Она подняла лицо, встала на носочки, но Томас поколебался, прежде чем коснуться пальцем ее щеки, мягкой, разрумянившейся от возбуждения.
В конце концов, это ее брачная ночь.
Он подумал, что она никогда не причинит ему боли.
Он медленно поднял руки и притянул ее к себе. Не поцеловал. Просто держал. Вернее, держался за нее. Она была вдвое меньше его, и он старался спрятаться в ее объятиях. Прошло несколько минут, прежде чем он отстранился.
— Ты девственна, Мегги.
Она старалась улыбнуться, но не могла.
— Ну… да. Так полагается.
— Очень многие женщины приходят к мужьям уже нечистыми, — сурово пояснил он.
— Я никогда об этом не думала. Ты уверен? Нет, какая разница? Все это не имеет к нам отношения. О, Томас, поцелуй же меня!

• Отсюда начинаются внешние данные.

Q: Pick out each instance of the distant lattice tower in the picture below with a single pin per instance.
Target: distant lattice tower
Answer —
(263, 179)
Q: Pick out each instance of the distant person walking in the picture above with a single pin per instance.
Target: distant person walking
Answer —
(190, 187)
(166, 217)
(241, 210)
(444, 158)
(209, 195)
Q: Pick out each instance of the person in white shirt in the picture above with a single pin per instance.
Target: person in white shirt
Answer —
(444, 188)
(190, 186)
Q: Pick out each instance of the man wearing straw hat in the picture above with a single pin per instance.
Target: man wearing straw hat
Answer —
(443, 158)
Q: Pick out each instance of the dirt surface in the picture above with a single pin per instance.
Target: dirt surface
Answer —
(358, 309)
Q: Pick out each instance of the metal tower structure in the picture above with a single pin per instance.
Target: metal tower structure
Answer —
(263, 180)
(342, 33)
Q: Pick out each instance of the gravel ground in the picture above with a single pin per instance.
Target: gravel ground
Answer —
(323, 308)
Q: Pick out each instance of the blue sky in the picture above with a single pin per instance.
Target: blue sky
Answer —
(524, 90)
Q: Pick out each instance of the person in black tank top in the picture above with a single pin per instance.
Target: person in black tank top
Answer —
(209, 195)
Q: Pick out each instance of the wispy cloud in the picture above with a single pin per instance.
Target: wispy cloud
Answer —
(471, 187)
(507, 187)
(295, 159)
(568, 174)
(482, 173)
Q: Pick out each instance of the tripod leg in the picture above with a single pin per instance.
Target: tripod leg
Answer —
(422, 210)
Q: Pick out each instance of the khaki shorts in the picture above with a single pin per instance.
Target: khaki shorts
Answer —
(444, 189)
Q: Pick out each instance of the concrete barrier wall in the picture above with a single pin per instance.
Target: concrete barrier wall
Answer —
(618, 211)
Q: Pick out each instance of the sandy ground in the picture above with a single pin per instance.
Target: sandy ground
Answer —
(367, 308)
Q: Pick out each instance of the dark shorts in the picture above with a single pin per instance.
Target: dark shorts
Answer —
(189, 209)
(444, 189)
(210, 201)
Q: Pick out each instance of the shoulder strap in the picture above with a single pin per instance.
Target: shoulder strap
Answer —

Он провел ладонями от ее плеч вниз.
— Тебе нравится плащ?
— Чудесный. А ониксовая ручка, которую подарила я?
— Очень.
— Мэри Роуз считает, что это чисто мужская вещь.
— И она права.
— Солидная… мужчины как раз любят такие.
— Да.
— Томас, ты не знаешь, что делать? Нет, можешь не объяснять, я все понимаю. И мне даже нравится, что можно все начать вместе. Уверена, мы сообразим, что к чему.
— Думаешь, что я колеблюсь из-за недостатка опыта? И что я тоже могу оказаться девственником?
— Все в порядке, Томас.
Она сжала его лицо ладонями и поцеловала: девчоночий поцелуй, рассмешивший его. Опять это чертов смех. Так он, пожалуй, привыкнет. И даже полюбит это ощущение и растекающееся по телу непривычное тепло. До сих пор подобные эмоции были ему чужды.
— Честно говоря, я нервничаю, совсем немного, но нервничаю, — выпалила она между легкими поцелуями-укусами. — Правда, теперь мы женаты, и ты принадлежишь мне, и очень хочется узнать об этих самых супружеских отношениях. О Господи, это звучит ужасно неприлично?